State Agency Stays Out of Cancer Hospital Fight

A state agency has tabled a controversial proposal to eliminate state requirements for Cancer Treatment Centers of America’s hospital in Newnan.

Clyde Reese, commissioner of the Department of Community Health, said at the agency board meeting Thursday that the CTCA proposal had triggered a reaction from the Georgia hospital industry that was “overwhelmingly negative.”

Given that response, Reese said, he decided his agency was “not the proper venue to vet the proposal.”

The Community Health’s board had been expected to vote Thursday on the plan.

If approved, the proposal would have allowed CTCA’s Georgia facility to reclassify as a general acute-care hospital — and thus shed the current restriction of having no more than 35 percent of its patients come from Georgia.

Separately, Reese said that he had yet to review an updated proposal by Atlanta-based Grady Health System to apply for a Medicaid “waiver’’ to cover more uninsured people.

He added that a Georgia Chamber of Commerce effort to study alternatives to Medicaid expansion will have to come up with a proposal that Gov.
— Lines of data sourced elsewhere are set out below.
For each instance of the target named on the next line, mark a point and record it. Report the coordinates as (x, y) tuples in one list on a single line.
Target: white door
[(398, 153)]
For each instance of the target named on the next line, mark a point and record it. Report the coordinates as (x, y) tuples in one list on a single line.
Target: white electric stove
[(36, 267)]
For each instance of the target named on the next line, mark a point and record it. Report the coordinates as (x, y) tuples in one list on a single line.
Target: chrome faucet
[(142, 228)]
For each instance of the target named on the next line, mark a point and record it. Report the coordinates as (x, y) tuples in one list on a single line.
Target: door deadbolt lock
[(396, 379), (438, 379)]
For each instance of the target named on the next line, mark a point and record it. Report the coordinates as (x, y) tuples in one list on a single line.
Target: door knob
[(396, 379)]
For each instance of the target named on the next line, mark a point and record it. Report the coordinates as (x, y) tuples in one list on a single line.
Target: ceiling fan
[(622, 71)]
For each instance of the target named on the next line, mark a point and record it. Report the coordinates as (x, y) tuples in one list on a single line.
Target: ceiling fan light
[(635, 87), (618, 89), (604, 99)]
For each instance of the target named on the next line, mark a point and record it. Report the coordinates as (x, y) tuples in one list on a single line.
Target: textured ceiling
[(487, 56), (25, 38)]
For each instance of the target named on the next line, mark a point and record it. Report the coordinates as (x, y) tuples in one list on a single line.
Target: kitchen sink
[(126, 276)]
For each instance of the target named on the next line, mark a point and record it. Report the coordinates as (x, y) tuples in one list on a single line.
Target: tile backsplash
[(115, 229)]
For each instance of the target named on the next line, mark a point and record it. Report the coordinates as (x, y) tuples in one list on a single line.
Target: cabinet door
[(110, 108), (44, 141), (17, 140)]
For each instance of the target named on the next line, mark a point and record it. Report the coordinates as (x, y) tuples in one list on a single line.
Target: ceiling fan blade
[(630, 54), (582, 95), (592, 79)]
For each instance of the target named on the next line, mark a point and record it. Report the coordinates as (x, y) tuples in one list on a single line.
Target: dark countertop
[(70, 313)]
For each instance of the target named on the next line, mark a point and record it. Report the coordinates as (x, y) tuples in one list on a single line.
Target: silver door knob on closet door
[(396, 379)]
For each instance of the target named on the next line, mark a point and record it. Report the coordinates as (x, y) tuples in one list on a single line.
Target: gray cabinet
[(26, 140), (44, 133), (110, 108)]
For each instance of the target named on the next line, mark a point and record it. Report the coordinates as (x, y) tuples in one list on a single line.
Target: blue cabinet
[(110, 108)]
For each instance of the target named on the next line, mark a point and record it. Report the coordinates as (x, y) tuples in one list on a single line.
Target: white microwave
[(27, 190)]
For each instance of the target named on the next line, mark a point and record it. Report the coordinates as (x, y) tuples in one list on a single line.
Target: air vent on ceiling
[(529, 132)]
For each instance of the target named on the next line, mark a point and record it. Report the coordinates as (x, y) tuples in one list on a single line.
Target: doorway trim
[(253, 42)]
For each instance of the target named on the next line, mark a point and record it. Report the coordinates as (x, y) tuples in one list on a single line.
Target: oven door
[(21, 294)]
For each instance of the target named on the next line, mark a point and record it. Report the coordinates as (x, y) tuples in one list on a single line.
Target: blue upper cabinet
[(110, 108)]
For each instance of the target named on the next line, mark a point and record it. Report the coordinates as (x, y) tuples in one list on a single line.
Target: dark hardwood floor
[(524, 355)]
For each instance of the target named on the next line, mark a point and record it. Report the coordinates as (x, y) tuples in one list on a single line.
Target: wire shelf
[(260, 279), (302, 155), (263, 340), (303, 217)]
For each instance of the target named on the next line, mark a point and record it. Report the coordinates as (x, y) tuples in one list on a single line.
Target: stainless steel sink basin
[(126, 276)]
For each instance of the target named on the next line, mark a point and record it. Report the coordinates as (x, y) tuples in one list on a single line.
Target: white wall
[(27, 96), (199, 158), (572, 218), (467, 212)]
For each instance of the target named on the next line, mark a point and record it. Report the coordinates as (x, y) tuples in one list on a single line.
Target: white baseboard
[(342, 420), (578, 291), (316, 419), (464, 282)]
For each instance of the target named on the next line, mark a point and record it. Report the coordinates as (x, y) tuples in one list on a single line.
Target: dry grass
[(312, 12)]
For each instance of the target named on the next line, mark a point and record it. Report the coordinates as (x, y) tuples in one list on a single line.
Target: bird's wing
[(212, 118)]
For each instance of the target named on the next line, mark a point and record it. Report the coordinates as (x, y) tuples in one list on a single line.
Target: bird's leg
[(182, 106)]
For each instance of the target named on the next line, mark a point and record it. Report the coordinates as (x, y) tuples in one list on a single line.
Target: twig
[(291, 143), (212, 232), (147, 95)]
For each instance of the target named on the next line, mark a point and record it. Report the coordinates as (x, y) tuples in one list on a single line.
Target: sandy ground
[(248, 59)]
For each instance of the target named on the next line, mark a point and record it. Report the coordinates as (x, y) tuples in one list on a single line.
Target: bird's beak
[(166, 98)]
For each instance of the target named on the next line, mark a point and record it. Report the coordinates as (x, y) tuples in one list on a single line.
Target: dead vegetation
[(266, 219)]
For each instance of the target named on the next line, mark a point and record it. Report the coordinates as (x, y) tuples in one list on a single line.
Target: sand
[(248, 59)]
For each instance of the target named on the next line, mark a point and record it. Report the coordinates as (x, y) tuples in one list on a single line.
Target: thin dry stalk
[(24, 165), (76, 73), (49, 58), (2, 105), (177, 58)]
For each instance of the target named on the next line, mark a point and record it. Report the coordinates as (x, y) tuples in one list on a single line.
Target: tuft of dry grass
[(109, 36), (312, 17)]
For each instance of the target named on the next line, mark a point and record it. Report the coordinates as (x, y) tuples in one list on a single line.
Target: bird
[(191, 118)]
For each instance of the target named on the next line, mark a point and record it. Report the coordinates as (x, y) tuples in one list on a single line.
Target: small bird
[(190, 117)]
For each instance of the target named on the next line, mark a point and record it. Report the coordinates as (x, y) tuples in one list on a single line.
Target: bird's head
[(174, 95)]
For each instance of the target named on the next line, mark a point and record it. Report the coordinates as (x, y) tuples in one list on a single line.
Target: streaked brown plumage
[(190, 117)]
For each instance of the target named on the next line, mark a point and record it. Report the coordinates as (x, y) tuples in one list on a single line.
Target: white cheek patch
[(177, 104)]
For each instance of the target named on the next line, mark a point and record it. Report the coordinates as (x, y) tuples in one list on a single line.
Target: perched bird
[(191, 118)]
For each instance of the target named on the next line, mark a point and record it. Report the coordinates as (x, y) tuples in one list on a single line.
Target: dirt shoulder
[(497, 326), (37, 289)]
Nathan Deal sees as not too burdensome on the state budget.

Deal and state legislative leaders have already blocked expansion in Georgia because of cost concerns.

Politics and regulations

The Georgia hospital industry, which has been critical of Cancer Treatment Centers of America and was united in opposition to the proposed loosening of restrictions, applauded the agency’s move.

“We’re encouraged by the decision today,’’ said Earl Rogers, president of the Georgia Hospital Association. “I think the board saw the overwhelming opposition to the proposal.”

But Rogers suggested that CTCA might take its bid for fewer restrictions back to the Georgia Legislature.

Reese, speaking to reporters after the meeting, indicated the same expectation. “I think it became clear that the issue and argument need to occur back at the General Assembly,” he said.

A CTCA executive told GHN that he was “definitely disappointed’’ by the agency’s decision.

“It’s too bad to see politics get in the way of patients’ choice,’’ said David Kent, chief operating officer for the Newnan cancer facility.

Kent said the hospital industry “used the political system to restrict consumer choice [and] block competition.”

He added that he was not sure of CTCA’s next move on the issue, including whether to pursue new legislation in the General Assembly.

“We have [Georgia] patients who are trying to get access to us,’’ Kent said.

Last month, GHA chief Rogers said at a public hearing on the proposal that CTCA has the reputation of “cherry picking’’ patients with the best insurance coverage.

He called the reclassification idea “an end-around”’ the General Assembly’s authority over health care. And Rogers noted that if CTCA converts to a general hospital, it would not have to offer emergency room services.

“Not one [other] hospital supports this rule change,’’ Rogers declared.

If the board had approved the plan, the cancer hospital would still have had to win a “certificate of need’’ (CON) for that change in classification.

CON is the regulatory apparatus in Georgia, as in some other states, that governs the construction and expansion of health care facilities. Under Georgia law, hospitals are required to obtain CON licenses for major construction projects and expansions of service.

 

Not a new battle

Cancer Treatment Centers of America is a for-profit company known for its sophisticated marketing. It operates five regional cancer hospitals: the one in Newnan, south of Atlanta, which opened in 2012, as well as centers in Philadelphia, Tulsa, Phoenix and Chicago.

Other Georgia hospitals were wary of CTCA’s entry into the market, and they have fiercely fought efforts to expand its footprint here.

The Newnan hospital has operated under certain state-imposed restrictions in Georgia since it opened. Those rules were set by the Georgia General Assembly to satisfy the concerns of critics of the chain.

CTCA has been lobbying state lawmakers to ease the restrictions, but it dropped that effort this year after its support for new legislation was unsuccessful. The proposal for a Community Health reclassification reflected a new avenue toward achieving the same goal, but on Thursday it proved a dead end.

Speaking to reporters after the meeting, Reese said Grady’s new version of its Medicaid waiver plan, at his request, contained information on including people who are classified “aged, blind and disabled,’’ along with people whose incomes are below 100 percent of poverty.

Matt Hicks, a Grady executive, told GHN that the safety-net organization’s waiver plan “has shown it has no cost to the state, and that there’s federal precedent’’ for the move.

Reese noted that Gov. Deal had set firm guidelines for the Georgia Chamber’s study on an alternative to Medicaid expansion that would increase access to care.

Any proposal must leave the state “in a fiscally sound position and leave the Department [of Community Health] and Medicaid fiscally solvent,” Reese said.